The ancient city of Chitor lies crumbling and desolate on the back of a long, level-topped hill, which rises solitary to the height of some five hundred feet above the far-stretching plain. Kipling likens it to a great ship, up the sides of which the steep road slopes like a gangway. At the foot lies the modern village, squalid but picturesque.
As we toil, perspiring, up the long ramp which for a weary mile slopes sidelong up the scarped flank of the mountain, and pass through the seven gates which guarded the way, and every one of which was the scene of many a grim and bloody struggle, I will try to sketch the outline of the history of the famous fort, for many centuries the headquarters of the royal race of Mewar.
The Gehlotes, or (as they were afterwards styled) the Sesodias, claim descent from the Sun through Manu, Icshwaca, and Rama Chandra, as indeed do the other Rajput potentates of Jaipur, Marwar, and Bikanir, the Rana of Mewar, however, taking precedence owing to his descent from Lava, the eldest son of Rama.
The ancient dynasty of Mewar has fallen from its high estate, but the history of its rise is lost in the mists of grey antiquity.
“We can trace the losses of Mewar, but with difficulty her acquisitions.... She was an old-established dynasty when all the other States were in embryo.” Long before Richard of the Lion-heart fared to Palestine to wrest the Holy City from the infidel, “a hundred kings, its (Mewar’s) allies and dependants, had their thrones raised in Chitor,” to defend it against the sword of the Mohammedan; while overhead floated the banner displaying the golden sun of Mewar on a crimson field.
Some centuries later the Crusaders brought to Europe from the plains of Palestine the novel device of armorial bearings.
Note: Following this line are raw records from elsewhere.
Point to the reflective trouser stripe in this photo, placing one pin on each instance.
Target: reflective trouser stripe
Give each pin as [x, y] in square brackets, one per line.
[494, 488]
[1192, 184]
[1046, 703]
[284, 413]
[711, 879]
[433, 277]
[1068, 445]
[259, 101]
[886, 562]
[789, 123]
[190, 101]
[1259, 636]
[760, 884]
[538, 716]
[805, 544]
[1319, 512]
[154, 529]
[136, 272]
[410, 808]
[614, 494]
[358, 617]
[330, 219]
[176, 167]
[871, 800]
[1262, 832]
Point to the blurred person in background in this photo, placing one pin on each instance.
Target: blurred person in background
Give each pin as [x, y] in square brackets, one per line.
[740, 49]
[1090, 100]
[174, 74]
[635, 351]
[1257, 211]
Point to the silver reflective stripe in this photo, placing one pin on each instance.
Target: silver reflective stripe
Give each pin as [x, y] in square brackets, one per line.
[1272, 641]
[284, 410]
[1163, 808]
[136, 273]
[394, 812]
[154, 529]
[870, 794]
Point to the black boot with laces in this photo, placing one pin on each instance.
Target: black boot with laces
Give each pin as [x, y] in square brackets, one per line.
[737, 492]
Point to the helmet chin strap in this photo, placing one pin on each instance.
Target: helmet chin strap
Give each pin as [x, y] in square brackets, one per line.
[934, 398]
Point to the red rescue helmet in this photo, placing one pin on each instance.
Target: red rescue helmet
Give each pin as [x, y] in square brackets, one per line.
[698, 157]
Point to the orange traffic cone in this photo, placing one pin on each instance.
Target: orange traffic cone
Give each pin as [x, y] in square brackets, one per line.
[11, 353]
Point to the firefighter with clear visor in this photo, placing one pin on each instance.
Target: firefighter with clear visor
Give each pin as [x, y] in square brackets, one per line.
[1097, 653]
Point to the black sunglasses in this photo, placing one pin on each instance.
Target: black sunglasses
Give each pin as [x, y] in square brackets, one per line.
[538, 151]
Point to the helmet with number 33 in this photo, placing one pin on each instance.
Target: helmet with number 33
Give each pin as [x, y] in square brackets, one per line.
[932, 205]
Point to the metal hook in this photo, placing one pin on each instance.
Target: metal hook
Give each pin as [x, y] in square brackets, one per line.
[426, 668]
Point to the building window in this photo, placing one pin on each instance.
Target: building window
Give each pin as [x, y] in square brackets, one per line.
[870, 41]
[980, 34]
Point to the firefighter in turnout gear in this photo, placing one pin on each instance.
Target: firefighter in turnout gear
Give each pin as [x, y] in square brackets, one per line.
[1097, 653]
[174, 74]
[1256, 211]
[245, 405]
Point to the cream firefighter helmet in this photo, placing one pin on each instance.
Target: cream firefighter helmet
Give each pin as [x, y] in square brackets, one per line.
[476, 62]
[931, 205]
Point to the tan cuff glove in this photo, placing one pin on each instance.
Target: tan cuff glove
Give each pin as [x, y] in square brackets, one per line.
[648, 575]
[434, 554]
Chitor itself appears to have been in possession of the Mori princes until, in A.D. 728, it was taken by Bappa, who, though of royal race, was brought up in obscurity by the Bhils as an attendant on the sacred kine. This shepherd prince, ancestor of the present Rana of Mewar, became a national hero, and many legends are still current concerning him and his romantic deeds. The story of his “amazing marriage,” by which he succeeded in wedding six hundred damsels all at once, is one of the most curious. Bappa, while still a youth, was appealed to, one holiday, by the frolicsome maidens of a neighbouring village, who, led by the daughter of the Solankini chief of Nagda, in accordance with the custom upon this particular saint’s day, had come out to indulge in swinging, but who had forgotten to supply themselves with a swinging-rope. Bappa agreed to get them one if they would play his game first. This the young ladies readily agreed to do; whereupon, all joining hands, he danced with them a certain mystic number of times round a sacred tree.
“Regardless of their doom, the little victims played,”
and finally dispersed to their homes, entirely unconscious that they were all as securely married to Bappa as though they had visited Gretna Green with him.